This is the WSO2 Elastic Load Balancer documentation version 2.0.1. View documentation for the latest release.

Load Balacing Basics

This section details out some basic terminology and architectural concepts implemented in the WSO2 ELB.

A load balancer is mainly used to distribute the load of incoming traffic amongst a set of backend worker nodes. This set of worker nodes can be either statically configured or dynamically discovered.

In the static mode, new nodes cannot be added to the pre-defined set of worker nodes at runtime. Dynamic load balancers such as the WSO2 ELB, also support addition and removal of worker nodes at runtime, without having to know the IP addresses and other connection details of the backend nodes beforehand.

Key information of the load balancing policy or how the load is distributed across multiple backend worker nodes is specified in the load balancing algorithm.

Elastic Load Balancer

An elastic load balancer such as the WSO2 ELB, in addition to carrying out its traditional load balancing functionality, is also responsible for monitoring the load and starting up or terminating existing worker nodes, depending on the load. It scales up the system when the load increases and scales down when the load decreases. This  behavior is known as auto-scaling.

In a typical architecture, load balancing and auto-scaling are handled by two logically distinct components. It may even be possible to deploy the load balancer component and the auto-scaler component separately.

Auto-scaling capability is essential, specially in a Cloud-based deployment architecture, to utilize the Cloud's capabilities such as multi-tenancy, elasticity etc. to their fullest potential.

Session Affinity

Stateful applications inherently do not scale well. Therefore, architects minimize server side state in order to gain better scalability. State replication induce huge performance overheads on the system. As a solution to the problem of deploying stateful applications in clusters, session-affinity-based load balancing has been introduced.

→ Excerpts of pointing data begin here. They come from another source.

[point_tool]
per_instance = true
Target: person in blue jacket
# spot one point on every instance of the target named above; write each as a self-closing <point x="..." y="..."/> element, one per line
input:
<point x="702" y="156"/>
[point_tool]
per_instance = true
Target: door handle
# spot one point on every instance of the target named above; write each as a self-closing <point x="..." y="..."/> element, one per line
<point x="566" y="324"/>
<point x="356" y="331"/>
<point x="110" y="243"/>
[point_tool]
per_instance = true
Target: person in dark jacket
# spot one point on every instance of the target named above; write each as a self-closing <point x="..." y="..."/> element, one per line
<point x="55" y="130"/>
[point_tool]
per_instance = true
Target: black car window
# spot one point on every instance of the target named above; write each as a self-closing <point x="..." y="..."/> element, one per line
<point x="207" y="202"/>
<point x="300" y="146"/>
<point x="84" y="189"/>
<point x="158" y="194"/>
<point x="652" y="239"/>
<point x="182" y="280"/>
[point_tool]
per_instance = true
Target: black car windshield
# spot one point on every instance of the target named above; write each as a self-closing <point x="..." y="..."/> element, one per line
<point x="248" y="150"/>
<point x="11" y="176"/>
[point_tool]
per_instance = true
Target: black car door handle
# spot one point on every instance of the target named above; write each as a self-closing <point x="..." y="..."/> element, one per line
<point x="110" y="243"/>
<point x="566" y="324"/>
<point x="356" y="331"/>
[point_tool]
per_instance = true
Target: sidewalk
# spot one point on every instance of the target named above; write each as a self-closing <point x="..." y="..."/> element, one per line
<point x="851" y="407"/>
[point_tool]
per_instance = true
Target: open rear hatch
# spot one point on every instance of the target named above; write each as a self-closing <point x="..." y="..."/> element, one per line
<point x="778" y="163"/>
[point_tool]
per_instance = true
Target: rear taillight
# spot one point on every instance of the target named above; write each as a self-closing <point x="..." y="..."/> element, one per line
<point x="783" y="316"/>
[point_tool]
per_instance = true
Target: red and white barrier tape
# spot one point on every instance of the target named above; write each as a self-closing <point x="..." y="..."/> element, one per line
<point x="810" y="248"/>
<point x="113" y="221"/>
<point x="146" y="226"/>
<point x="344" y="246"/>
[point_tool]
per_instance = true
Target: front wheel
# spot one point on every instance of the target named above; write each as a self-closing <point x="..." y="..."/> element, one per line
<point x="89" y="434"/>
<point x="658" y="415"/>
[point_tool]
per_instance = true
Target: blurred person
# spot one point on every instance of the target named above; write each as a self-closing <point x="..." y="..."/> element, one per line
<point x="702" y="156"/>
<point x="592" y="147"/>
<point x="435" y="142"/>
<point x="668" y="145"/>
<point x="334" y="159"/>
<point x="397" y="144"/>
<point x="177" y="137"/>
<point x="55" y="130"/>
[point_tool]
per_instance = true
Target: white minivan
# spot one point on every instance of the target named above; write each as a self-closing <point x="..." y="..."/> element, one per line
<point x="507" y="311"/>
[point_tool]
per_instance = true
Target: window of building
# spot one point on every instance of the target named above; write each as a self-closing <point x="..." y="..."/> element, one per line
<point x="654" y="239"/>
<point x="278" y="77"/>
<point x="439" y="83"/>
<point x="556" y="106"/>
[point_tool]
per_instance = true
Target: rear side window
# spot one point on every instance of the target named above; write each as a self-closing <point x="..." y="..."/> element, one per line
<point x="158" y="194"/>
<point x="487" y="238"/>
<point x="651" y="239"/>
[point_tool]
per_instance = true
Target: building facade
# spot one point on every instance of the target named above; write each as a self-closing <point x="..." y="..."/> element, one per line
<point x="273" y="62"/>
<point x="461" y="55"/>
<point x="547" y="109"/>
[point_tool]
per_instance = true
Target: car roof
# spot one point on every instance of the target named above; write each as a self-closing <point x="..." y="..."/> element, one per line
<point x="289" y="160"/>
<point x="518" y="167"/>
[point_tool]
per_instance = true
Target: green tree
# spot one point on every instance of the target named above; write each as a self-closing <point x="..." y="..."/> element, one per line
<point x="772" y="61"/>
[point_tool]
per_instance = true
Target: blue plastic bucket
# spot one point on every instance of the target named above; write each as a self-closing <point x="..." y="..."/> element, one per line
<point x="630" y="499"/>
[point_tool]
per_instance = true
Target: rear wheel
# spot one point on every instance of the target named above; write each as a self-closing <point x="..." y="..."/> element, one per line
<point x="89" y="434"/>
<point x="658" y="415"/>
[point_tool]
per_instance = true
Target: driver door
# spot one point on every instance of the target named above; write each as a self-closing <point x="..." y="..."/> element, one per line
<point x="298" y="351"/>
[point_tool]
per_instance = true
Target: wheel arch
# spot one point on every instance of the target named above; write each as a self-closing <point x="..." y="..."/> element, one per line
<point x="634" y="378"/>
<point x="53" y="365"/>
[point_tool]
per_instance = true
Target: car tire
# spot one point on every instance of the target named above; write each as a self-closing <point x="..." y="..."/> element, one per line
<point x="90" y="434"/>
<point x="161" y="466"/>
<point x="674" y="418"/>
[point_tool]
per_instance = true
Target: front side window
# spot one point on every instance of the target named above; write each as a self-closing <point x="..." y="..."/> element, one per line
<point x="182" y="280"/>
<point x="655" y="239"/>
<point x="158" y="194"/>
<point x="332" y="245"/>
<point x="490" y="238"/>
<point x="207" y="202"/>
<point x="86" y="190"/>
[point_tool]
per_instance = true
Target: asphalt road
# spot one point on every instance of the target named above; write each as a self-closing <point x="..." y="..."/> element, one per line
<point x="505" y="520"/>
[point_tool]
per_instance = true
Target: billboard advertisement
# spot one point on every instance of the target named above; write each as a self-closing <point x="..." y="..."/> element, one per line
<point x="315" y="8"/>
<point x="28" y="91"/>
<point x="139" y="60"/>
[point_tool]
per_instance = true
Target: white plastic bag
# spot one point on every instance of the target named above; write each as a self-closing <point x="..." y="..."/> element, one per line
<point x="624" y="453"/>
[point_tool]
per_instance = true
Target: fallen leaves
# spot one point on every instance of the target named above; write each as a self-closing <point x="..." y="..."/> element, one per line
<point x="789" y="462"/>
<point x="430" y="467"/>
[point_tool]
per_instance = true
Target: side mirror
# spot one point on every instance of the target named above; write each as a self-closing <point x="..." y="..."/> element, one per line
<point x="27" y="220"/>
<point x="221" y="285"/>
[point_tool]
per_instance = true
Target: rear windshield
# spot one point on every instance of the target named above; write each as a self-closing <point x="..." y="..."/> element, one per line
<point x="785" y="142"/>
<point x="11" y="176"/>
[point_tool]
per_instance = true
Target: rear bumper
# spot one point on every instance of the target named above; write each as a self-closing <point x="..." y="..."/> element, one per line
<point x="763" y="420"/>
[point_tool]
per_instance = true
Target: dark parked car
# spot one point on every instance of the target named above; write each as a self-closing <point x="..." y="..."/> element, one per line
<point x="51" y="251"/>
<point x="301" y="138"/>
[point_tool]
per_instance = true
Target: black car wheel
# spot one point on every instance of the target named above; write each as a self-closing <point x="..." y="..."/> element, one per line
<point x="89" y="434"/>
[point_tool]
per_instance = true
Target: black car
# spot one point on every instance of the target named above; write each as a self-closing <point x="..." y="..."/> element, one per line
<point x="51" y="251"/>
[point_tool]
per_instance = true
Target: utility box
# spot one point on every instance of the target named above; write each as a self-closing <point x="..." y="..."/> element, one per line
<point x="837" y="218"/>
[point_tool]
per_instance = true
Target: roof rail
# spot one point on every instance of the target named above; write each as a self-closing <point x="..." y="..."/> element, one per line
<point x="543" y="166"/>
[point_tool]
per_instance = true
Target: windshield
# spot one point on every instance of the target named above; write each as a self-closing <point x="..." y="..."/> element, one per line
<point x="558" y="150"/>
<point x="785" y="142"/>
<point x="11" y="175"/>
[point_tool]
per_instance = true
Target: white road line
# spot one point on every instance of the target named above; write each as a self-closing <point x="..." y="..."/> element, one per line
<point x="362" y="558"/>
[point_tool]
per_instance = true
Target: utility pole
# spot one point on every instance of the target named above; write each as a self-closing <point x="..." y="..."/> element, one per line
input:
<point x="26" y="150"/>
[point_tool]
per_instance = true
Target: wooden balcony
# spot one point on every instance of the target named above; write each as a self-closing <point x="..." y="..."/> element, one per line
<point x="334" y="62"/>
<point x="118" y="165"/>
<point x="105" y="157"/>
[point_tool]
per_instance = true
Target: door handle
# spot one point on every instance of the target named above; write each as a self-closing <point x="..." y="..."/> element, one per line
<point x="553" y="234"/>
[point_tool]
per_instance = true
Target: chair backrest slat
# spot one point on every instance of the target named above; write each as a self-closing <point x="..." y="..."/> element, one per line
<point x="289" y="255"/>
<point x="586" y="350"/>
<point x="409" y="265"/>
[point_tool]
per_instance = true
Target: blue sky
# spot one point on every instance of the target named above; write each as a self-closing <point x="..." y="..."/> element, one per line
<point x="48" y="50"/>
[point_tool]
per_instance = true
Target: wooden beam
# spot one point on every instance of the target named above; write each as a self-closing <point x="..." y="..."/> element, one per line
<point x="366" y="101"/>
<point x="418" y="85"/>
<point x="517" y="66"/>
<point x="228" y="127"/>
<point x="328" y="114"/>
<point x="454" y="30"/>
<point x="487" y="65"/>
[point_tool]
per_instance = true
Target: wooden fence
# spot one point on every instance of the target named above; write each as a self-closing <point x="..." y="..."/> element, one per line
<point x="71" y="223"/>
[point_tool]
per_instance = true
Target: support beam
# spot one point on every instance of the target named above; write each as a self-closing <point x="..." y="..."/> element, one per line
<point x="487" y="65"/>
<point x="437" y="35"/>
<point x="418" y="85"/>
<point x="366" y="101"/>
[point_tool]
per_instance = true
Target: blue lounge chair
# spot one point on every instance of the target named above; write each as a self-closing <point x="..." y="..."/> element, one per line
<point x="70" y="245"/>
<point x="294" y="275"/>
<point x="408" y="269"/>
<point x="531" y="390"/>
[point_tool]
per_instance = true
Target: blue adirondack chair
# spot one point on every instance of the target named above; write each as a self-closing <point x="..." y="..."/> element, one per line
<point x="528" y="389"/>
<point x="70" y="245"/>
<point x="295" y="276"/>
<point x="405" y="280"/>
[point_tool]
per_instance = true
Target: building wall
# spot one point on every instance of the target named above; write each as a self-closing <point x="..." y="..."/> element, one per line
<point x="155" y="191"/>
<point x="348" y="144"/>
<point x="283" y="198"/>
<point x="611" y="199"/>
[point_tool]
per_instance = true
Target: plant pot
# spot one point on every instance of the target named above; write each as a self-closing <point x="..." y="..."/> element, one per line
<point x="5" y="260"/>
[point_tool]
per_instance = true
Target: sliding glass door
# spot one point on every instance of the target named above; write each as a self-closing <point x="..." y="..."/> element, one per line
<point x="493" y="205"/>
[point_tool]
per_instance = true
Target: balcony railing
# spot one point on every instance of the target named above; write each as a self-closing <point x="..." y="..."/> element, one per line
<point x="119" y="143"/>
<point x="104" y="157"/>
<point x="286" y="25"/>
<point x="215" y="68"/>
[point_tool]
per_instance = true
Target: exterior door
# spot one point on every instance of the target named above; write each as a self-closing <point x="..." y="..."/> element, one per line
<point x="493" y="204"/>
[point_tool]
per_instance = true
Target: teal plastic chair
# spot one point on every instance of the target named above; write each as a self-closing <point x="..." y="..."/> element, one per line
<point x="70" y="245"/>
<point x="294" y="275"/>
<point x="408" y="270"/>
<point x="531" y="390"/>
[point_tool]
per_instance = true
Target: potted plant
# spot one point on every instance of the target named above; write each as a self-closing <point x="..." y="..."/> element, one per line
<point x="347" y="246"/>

Session affinity ensures that, when a client sends a session ID, the load balancer forwards all requests containing a particular session ID to the same backend worker node, irrespective of the specified load balancing algorithm. This may look like defeating the purpose of load balancing. But, before the session is created, the request will be dispatched to the worker node which is next in-line, and a session will be established with that worker node.

Service-Aware Load Balancing

Much of the load balancing processes of a real production environment, do not happen at the load balancer level, but the backend worker nodes. As a result, a typical load balancer is designed to front a large number of backend worker nodes. In a traditional deployment, one LB may front a cluster of homogenous worker nodes. One load balancer is generally capable of handling multiple such clusters, and route traffic to the correct cluster, while balancing load according to the algorithm specified for that cluster.

A cluster of homogeneous worker nodes is called a Cloud Service, in Cloud deployments. A load balancer such as the WSO2 ELB, which fronts multiple Cloud services is typically called a service-aware load balancer.

Tenant-Aware Load Balancing

When a typical Cloud deployment scales, it requires tenant-partitioning. For a single Cloud service, there will be multiple clusters and each of these Service clusters will handle a subset of the tenants in the system.In such a tenant-partitioned deployment, the load balancers themselves need to be tenant-aware, in order to be able to route the requests to the proper tenant clusters. In a Cloud environment, a tenant-aware load balancer should also be service-aware, since it is the service clusters that are partitioned according to the tenants.